John LaMattina, former president of Pfizer’s global research and development unit, is a beep “it was hard to believe” that the Food and Drug Administration would issue an emergency license for a vaccine whose most effective dose had been given to 2,300 people.
—John LaMattina (@John_LaMattina) November 24, 2020
John Moore, a professor of microbiology and immunology at Weill Cornell Medical College, told The Times: “The press release raised more questions than it answered.”
Natalie Dean, a biostatisticist at the University of Florida who designs vaccine studies, posted on Twitter: “Astrazeneca / Oxford gets poor quality transparency and rigor when it comes to the results of vaccine trials they report.”
He asked how AstraZeneca had tracked the investigations.
“I really don’t know what to do with the results,” Dean wrote in a follow-up tweet. “I’m glad it’s not the first vaccine they’re reading because it’s terribly confusing for experts and non-experts alike.”
—Natalie E. Dean, PhD (@nataliexdean) November 24, 2020
Read more: Wall Street analysts explain how an unexpected break in AstraZeneca’s coronavirus vaccine trial could slow down the pandemic stop
AstraZeneca did not respond immediately to Business Insider’s comments, but a spokesman told The Times that the negotiations were “conducted to the highest standards”.
Pangalos also told The Wall Street Journal on Wednesday that the mistake was “insignificant.”

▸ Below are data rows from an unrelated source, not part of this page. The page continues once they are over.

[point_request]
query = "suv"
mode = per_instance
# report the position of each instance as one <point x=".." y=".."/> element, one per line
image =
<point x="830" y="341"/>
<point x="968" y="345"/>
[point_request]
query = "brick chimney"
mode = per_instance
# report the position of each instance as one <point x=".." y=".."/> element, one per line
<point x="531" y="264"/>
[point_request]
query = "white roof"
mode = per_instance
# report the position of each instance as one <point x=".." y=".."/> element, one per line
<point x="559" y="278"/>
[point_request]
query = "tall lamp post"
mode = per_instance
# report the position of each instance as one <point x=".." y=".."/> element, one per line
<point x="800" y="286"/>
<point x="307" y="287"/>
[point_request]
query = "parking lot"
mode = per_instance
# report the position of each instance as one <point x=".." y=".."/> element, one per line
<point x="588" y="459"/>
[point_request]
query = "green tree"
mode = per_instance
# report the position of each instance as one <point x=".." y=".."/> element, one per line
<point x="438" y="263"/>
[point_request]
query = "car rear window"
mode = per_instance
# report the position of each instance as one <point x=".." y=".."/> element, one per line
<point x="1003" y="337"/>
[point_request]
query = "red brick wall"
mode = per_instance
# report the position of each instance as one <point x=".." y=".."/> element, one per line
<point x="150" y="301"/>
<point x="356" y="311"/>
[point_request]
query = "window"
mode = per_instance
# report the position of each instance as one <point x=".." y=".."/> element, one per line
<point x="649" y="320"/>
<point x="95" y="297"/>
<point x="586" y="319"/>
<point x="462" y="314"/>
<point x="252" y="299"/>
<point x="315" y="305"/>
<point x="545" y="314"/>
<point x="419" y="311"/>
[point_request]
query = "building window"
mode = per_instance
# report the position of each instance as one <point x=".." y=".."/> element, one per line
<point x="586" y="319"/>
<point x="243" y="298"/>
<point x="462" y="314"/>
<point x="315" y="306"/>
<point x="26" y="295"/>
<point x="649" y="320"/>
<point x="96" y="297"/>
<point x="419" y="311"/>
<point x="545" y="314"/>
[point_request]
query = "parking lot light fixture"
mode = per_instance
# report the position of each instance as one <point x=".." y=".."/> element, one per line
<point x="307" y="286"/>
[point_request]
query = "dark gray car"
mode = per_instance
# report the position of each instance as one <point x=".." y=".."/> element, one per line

“Either way, cut the data – even if we only believe in full-dose, full-dose data … We still have efficacy that reaches the approval threshold for a vaccine that is more than 60% effective – ot “he said.
This is not the first hurdle AstraZeneca and Oxford University have faced. Their vaccine trials were paused after an “unexplained disease” in one of the UK’s experimental participants in September. But they were soon given the green light to start again.
This month, pharmaceutical manufacturers Pfizer and Moderna announced that late-stage test results suggest that their vaccines are about 95% effective in preventing COVID-19.
Although AstraZeneca has been shown to be less effective, the manufacturers say it is significantly cheaper and easier to distribute than the other two.